- 506 Okunma
- 0 Yorum
- 1 Beğeni
İYİLİK ET DENİZE AT
İYİLİK ET DENİZE AT
Yazan: İsmail Aydoğmuş
İyilik, sözcük anlamıyla bir karşılık beklemeden birine ya da birilerine yapılan yardıma denir. İyilik yaparken bunu göstere göstere yapmak, herkese anlatmak, reklam etmek yapılan iyiliği iyilik olma amacından çıkarır. İyilik yapılırken karşısındakini incitmeden, aşağılamadan yapmak insan onurunun bir gereğidir.
Biz insanlar toplu yaşamayı amaç edinmiş varlıklarız. Bu nedenle binlerce yıl içinde toplumsal yaşamın gereği meslekler ortaya çıkmış, ortak yaşamda kimimiz ekip biçen, kimimiz pişiren, kimimiz giysiler yapan, eşyalar yapan, şoför, doktor, avukat, mühendis olmuşuz. Toplumda sosyal yaşamın gereği devlet denilen organizasyonları inşa etmişiz. Daha iyi daha kaliteli yaşam için insan olarak sosyal sorumluğumuz gereği, yaşlı, sakat ve hastalarımıza, hamile ve çocuklarımıza güçsüz insanlara yardım etmek, sağlıklı insanlarla da yardımlaşmak zorundayız.
İnsanlardaki bu duygu sonradan kazanılan bir duygudur. Bu duyguyu bize ilk aşılayan kişiler ise annelerimizdir.

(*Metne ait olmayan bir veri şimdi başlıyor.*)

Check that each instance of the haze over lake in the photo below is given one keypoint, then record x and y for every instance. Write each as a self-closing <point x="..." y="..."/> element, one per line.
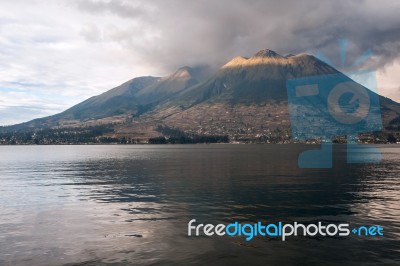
<point x="130" y="204"/>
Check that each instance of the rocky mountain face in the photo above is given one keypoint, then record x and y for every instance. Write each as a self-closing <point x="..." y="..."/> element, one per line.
<point x="245" y="99"/>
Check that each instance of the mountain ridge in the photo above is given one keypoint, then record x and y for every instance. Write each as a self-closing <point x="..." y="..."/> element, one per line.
<point x="245" y="86"/>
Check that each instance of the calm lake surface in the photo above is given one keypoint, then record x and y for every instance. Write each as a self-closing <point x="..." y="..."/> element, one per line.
<point x="130" y="205"/>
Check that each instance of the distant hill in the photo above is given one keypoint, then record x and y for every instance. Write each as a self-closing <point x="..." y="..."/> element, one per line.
<point x="245" y="99"/>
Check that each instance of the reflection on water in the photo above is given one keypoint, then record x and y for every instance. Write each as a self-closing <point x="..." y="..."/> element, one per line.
<point x="118" y="205"/>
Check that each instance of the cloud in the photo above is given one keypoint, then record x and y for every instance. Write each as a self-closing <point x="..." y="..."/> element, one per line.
<point x="75" y="49"/>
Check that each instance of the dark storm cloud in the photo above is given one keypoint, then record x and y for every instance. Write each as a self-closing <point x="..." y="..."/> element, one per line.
<point x="212" y="32"/>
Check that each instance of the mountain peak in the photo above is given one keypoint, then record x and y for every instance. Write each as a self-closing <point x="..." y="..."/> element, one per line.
<point x="267" y="53"/>
<point x="183" y="72"/>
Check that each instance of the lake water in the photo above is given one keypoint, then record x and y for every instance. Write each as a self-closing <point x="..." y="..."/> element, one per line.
<point x="130" y="205"/>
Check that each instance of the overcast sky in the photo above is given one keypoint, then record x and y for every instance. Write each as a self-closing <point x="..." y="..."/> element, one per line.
<point x="54" y="54"/>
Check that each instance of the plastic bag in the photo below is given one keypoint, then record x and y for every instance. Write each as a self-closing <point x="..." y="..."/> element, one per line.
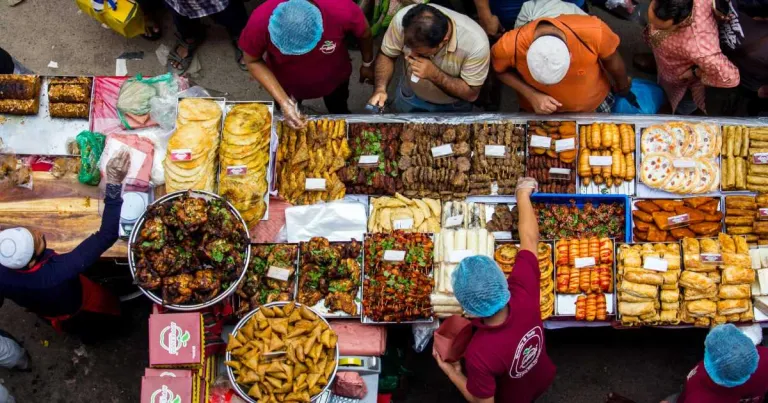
<point x="650" y="97"/>
<point x="91" y="146"/>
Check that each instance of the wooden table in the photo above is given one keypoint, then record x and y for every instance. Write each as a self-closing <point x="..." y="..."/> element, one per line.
<point x="65" y="210"/>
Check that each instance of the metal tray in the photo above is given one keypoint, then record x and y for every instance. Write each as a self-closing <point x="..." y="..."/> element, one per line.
<point x="41" y="134"/>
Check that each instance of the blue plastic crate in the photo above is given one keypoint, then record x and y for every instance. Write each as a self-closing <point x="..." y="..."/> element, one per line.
<point x="559" y="198"/>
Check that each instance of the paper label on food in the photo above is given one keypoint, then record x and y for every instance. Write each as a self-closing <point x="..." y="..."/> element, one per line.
<point x="760" y="158"/>
<point x="713" y="258"/>
<point x="540" y="141"/>
<point x="496" y="151"/>
<point x="454" y="221"/>
<point x="314" y="184"/>
<point x="683" y="163"/>
<point x="394" y="255"/>
<point x="368" y="160"/>
<point x="565" y="144"/>
<point x="603" y="161"/>
<point x="181" y="154"/>
<point x="442" y="151"/>
<point x="655" y="263"/>
<point x="405" y="223"/>
<point x="237" y="170"/>
<point x="279" y="273"/>
<point x="584" y="262"/>
<point x="457" y="256"/>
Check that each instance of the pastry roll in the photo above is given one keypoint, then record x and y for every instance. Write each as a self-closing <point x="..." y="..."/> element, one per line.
<point x="636" y="308"/>
<point x="731" y="306"/>
<point x="696" y="281"/>
<point x="737" y="275"/>
<point x="738" y="291"/>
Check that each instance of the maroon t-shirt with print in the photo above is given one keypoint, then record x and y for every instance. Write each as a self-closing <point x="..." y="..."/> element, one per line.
<point x="510" y="361"/>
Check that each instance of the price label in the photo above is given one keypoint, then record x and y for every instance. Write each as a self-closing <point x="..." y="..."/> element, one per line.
<point x="683" y="163"/>
<point x="495" y="151"/>
<point x="442" y="151"/>
<point x="584" y="262"/>
<point x="394" y="255"/>
<point x="540" y="141"/>
<point x="237" y="170"/>
<point x="565" y="145"/>
<point x="655" y="263"/>
<point x="368" y="160"/>
<point x="457" y="256"/>
<point x="279" y="273"/>
<point x="605" y="161"/>
<point x="405" y="223"/>
<point x="314" y="184"/>
<point x="181" y="154"/>
<point x="454" y="221"/>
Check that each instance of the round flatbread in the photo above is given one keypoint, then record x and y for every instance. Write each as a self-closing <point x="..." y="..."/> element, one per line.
<point x="656" y="169"/>
<point x="656" y="139"/>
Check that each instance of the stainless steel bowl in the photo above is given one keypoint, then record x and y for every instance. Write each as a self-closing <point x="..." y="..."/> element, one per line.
<point x="228" y="357"/>
<point x="137" y="228"/>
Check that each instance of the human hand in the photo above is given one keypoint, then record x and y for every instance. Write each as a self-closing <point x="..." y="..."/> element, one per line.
<point x="117" y="167"/>
<point x="422" y="67"/>
<point x="543" y="104"/>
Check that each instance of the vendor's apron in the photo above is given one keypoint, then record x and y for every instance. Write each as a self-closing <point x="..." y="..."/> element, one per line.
<point x="96" y="299"/>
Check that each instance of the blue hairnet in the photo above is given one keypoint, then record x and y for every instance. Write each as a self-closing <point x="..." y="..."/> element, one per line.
<point x="730" y="357"/>
<point x="295" y="27"/>
<point x="480" y="286"/>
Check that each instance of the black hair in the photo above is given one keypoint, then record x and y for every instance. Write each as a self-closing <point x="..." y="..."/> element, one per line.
<point x="675" y="10"/>
<point x="425" y="25"/>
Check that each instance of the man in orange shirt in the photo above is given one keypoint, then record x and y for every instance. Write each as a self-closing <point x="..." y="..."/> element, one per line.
<point x="563" y="64"/>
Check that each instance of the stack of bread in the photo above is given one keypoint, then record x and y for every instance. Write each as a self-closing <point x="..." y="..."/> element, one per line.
<point x="244" y="156"/>
<point x="190" y="160"/>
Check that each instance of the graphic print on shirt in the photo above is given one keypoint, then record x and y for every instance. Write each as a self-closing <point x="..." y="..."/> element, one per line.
<point x="527" y="353"/>
<point x="328" y="47"/>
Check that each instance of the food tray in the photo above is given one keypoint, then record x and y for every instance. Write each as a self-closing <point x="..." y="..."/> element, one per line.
<point x="595" y="200"/>
<point x="320" y="306"/>
<point x="41" y="134"/>
<point x="626" y="188"/>
<point x="228" y="356"/>
<point x="368" y="321"/>
<point x="270" y="160"/>
<point x="222" y="295"/>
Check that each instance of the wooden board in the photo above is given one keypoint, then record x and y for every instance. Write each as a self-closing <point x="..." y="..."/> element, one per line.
<point x="65" y="210"/>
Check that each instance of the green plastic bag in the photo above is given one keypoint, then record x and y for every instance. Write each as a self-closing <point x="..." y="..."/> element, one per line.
<point x="91" y="146"/>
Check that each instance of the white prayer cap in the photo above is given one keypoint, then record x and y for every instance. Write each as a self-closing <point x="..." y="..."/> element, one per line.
<point x="548" y="59"/>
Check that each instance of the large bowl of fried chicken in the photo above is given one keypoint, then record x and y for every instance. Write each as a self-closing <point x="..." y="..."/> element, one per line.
<point x="189" y="250"/>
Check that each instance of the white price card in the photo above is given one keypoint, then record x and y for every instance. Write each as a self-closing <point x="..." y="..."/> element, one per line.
<point x="584" y="262"/>
<point x="655" y="263"/>
<point x="368" y="160"/>
<point x="457" y="256"/>
<point x="314" y="184"/>
<point x="405" y="223"/>
<point x="540" y="141"/>
<point x="604" y="161"/>
<point x="496" y="151"/>
<point x="565" y="145"/>
<point x="394" y="255"/>
<point x="279" y="273"/>
<point x="454" y="221"/>
<point x="442" y="151"/>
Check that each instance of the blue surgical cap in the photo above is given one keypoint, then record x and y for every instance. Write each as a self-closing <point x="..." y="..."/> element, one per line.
<point x="295" y="27"/>
<point x="730" y="357"/>
<point x="480" y="286"/>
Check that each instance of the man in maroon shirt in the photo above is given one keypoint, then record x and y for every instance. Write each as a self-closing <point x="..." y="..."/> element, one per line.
<point x="295" y="48"/>
<point x="506" y="360"/>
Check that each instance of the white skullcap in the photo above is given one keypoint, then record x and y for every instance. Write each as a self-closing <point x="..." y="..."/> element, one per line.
<point x="17" y="246"/>
<point x="548" y="59"/>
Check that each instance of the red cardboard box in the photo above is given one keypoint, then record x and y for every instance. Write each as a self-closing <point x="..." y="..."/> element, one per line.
<point x="156" y="389"/>
<point x="176" y="340"/>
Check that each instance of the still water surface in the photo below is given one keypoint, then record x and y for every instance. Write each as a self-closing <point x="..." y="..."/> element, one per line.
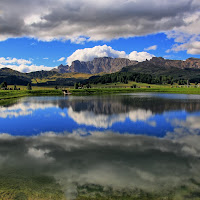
<point x="146" y="141"/>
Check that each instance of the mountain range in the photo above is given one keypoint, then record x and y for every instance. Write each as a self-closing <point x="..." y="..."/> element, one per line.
<point x="111" y="65"/>
<point x="98" y="65"/>
<point x="65" y="75"/>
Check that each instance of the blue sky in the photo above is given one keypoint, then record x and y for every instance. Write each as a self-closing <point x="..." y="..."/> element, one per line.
<point x="46" y="32"/>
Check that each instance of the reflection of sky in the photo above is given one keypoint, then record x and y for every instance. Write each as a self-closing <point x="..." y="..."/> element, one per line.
<point x="33" y="117"/>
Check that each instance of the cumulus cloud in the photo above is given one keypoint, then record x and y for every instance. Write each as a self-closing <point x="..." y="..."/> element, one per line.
<point x="129" y="161"/>
<point x="61" y="59"/>
<point x="21" y="65"/>
<point x="187" y="36"/>
<point x="89" y="54"/>
<point x="192" y="47"/>
<point x="106" y="121"/>
<point x="154" y="47"/>
<point x="70" y="20"/>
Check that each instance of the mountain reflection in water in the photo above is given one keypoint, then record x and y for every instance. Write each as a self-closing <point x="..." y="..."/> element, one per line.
<point x="91" y="147"/>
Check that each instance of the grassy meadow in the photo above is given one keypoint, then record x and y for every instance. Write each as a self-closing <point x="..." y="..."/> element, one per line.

Annelerimizden aldığımız sevgiyle sevmeyi, yiyecek ve oyuncaklarımızı paylaşmayı öğreniriz. Okulda öğretmenlerimizin, eğitimin de bu konuda emekleri çok büyüktür. Düşeni kaldırmak, kalemimizi, silgimizi paylaşmakla başlarız. Yardımlaşma kültürü bizim genlerimizde var. Köylerimizde yıllardır devam eden imece denen bir gelenek hala toplumumuzun kültüründe yaşamaktadır. Yaşlı ve hasta insanların tarlasındaki hasadı biçmek, işlerini yapmak, imece dedikleri usulle toplu olarak işlerimizi yapmak bizim kültürümüzün bir gereğidir. Düğünler, hasta ziyaretleri, cenaze merasimleri bu toplumsal sorumluluk ve iyilik yapma düşüncesiyle yapılan işlerdir.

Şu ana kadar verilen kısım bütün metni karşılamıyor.